It’s been a big year for fairytales in the entertainment world. First there was the TV series Once Upon A Time, then Grimm and now we have the competing feature films… Tarsem Singh’s Mirror, Mirror, a family feature that upchucked yawns across the globe and, more recently, the darker poisoned version, Snow White and the Huntsman, by former ad man and first-time feature director Rupert Sanders.
Sanders successfully shares his gift along with cinematographer Greig Fraser, proving he has an eye for showing the beautiful and the bizarre, shying away from a copy-cat remake of the beloved classic.

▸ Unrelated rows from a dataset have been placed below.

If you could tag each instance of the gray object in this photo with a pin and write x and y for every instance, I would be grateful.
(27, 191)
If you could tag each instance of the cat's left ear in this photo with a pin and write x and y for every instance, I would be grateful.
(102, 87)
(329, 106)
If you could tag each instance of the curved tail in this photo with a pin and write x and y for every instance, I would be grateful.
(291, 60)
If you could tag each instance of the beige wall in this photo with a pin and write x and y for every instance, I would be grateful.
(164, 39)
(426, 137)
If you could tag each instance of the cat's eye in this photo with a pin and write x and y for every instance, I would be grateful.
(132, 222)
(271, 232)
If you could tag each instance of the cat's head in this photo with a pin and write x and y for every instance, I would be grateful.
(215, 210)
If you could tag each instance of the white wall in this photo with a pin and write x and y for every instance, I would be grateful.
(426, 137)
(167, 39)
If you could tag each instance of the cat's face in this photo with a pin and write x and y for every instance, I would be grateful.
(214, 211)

Naturally, it began with a narrator giving the ‘once upon a time’ fairytale trademark but within minutes viewers are left neck-deep in a battle filled with action sequences showing armoured men slaying obsidian warriors with hooves of horses sinking into the ground, reminiscent of Peter Jackson’s Lord of the Rings. It is in this battle that the king finds the beautiful prisoner Ravenna, played by Charlize Theron, to take as his queen.
Seizing the throne, she kills the king and banishes her stepdaughter Snow White (Kristen Stewart) into a locked cell, turning the kingdom into a decaying mess. A few years later Snow flees the castle, which in turn results in Queen Ravenna sending Thor, who plays a drunkard and a huntsman, to capture her. He soon turns sides and helps Snow White run from the queen.
Sanders offers the audience a visually inventive and stunning adaptation. Even with this well-known fairytale, he shows a talent for unpredictability and impulsiveness.
There were moments where I was lost in the scenery and the abstract images, which were used to exaggerate the characters and costumes, giving life to the story.
With the dark forest, the queen bathing in thick milky liquid, the shattered glass and the dozens of crows insanely flapping, it symbolised the gothic nature behind the movie.
Theron offers a theatrical menace with an excellent performance as an over-the-top, soul-sucking, wicked witch. Her acting was strangely cathartic, but heigh-ho heigh-ho heigh-ho, the dwarfs stole the show from Snow! They added humour and heart to the movie as well as moments of action. With their singing and dancing they definitely heated up the second act.
It is when we are introduced to them that the only homage to Walt Disney is apparent, showing a psychedelic heaven complete with woodland creatures, fairies and brightly-coloured butterflies.
The only downside to the film is that the actual story never lives up to these exhilarating visual effects and optics.
In addition to this, the movie failed to explore any other characters other than Snow White and Queen Ravenna, making most, if not all, of the secondary actors useless. Of these are Snow White’s childhood friend Prince William and the 30-seconds we see of Lily Cole. Even the huntsman, who is mentioned in the title of the film, is weighed down giving him one scene of true emotion.
It may have been 20 minutes too long but the visuals alongside the more serious tone pulled off an entertaining, inventive version of a worn-out story not to mention the most compelling take on it thus far.
Sanders has taken the classic tale to its most menacing extreme. It’s not without flaws but offers a taste of what is yet to come from this director.